REPUBLIKA.CO.ID, JAKARTA -- Komisi Penyiaran Indonesia (KPI) menyatakan moratorium iklan politik adalah bentuk pengetatan penggunaan frekuensi publik. Selama ini KPI menilai frekuensi itu kerap digunakan untuk kepentingan pribadi atau segolongan tertentu.
Komisioner Penyiaran Indonesia, Fajar A Isnugroho, menyatakan moratorium ini adalah bentuk ketegasan sejumlah negara dalam mengatur frekuensi publik. Ada Bawaslu, KPU, KPI, dan KIP. "Semuanya merumuskan kesepakatan bersama berbentuk pengaturan kampanye pemilu di dunia penyiaran," jelas Fajar, kepada Republika, Jumat (28/2).

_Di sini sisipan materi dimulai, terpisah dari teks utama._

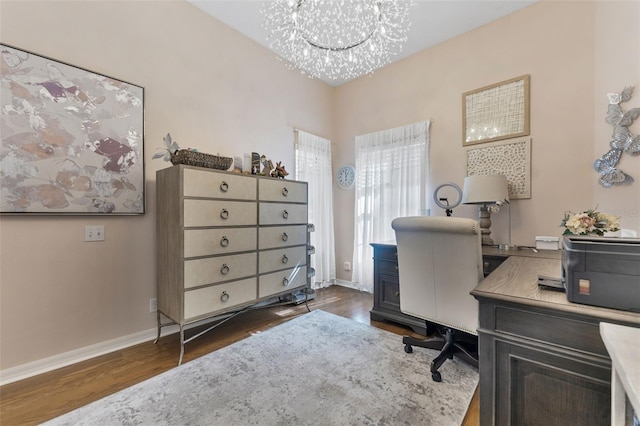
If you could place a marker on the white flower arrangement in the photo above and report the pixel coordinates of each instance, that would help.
(589, 222)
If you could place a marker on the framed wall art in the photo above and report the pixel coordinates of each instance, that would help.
(509, 158)
(496, 112)
(72, 139)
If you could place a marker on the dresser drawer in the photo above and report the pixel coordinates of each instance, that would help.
(206, 242)
(207, 300)
(282, 281)
(282, 214)
(283, 191)
(281, 236)
(219, 213)
(215, 269)
(272, 260)
(202, 183)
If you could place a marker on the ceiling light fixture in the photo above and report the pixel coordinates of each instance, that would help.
(337, 39)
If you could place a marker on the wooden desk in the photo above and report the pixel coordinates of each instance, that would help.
(623, 345)
(542, 360)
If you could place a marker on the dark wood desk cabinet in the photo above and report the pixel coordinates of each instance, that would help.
(386, 287)
(542, 360)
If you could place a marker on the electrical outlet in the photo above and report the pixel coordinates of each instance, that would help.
(94, 233)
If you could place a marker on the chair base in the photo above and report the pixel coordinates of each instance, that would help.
(451, 343)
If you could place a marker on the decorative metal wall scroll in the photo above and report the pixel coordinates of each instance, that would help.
(72, 139)
(623, 140)
(496, 112)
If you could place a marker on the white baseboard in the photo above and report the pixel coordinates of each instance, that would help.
(34, 368)
(45, 365)
(353, 285)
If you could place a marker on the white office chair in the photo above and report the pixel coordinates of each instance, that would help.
(440, 262)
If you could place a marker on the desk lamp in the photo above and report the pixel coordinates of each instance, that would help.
(489, 192)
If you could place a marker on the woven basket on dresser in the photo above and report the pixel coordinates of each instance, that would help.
(199, 159)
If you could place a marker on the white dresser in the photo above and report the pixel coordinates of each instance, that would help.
(226, 241)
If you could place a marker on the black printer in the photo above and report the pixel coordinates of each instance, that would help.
(602, 271)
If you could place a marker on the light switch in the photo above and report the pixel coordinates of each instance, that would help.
(94, 233)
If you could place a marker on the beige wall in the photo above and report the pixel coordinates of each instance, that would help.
(575, 52)
(212, 88)
(220, 92)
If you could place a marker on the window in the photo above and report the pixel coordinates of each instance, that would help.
(313, 165)
(392, 168)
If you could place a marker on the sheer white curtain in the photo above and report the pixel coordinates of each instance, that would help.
(392, 169)
(313, 165)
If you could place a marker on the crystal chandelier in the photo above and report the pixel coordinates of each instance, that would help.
(337, 39)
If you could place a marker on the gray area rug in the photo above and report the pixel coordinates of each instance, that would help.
(317, 369)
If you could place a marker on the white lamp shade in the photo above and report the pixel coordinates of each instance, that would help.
(480, 189)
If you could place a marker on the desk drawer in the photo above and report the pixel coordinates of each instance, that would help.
(574, 334)
(386, 267)
(386, 253)
(490, 263)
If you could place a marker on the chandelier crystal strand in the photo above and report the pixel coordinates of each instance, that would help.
(337, 38)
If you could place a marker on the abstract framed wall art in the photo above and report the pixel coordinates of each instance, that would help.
(496, 112)
(72, 139)
(509, 158)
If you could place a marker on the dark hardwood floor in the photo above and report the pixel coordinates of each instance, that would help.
(37, 399)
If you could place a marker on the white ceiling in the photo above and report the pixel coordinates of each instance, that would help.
(432, 21)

Selama ini KPI banyak menerima masukan dan saran terkait penggunaan frekuensi publik oleh kepentingan kelompok tertentu.
Dia menjelaskan semua pihak sepakat menghentikan penyiaran iklan politik dan iklan kampanye pemilu sebelum jadwal pelaksanaannya diumumkan melalui Iklan media elektronik. Hal ini sudah diatur dalam Pasal 83 ayat (2) Undang-Undang Nomor 8 Tahun 2012 dan Peraturan KPU tentang Tahapan, Program, dan Jadwal Penyelenggaraan Pemilihan Umum Anggota DPR, DPD, dan DPRD, yakni terhitung dari tanggal 16 Maret 2014 hingga 5 April 2014.
Lembaga penyiaran dan peserta pemilu wajib mentaati ketentuan batas maksimum pemasangan iklan Kampanye Pemilu untuk setiap Peserta Pemilu secara kumulatif. Ketentuannya, jelas Fajar, sebanyak 10 spot berdurasi paling lama 30 detik untuk setiap stasiun televisi setiap hari selama masa Kampanye Pemilu. Bisa juga sebanyak 10 spot berdurasi paling lama 60 detik untuk setiap stasiun radio setiap hari selama masa Kampanye Pemilu.
Lembaga penyiaran dan peserta pemilu dilarang menjual spot iklan yang tidak dimanfaatkan oleh salah satu peserta pemilu kepada peserta pemilu yang lain. Lembaga penyiaran wajib menentukan standar tarif iklan kampanye pemilu komersial yang berlaku sama untuk setiap peserta pemilu.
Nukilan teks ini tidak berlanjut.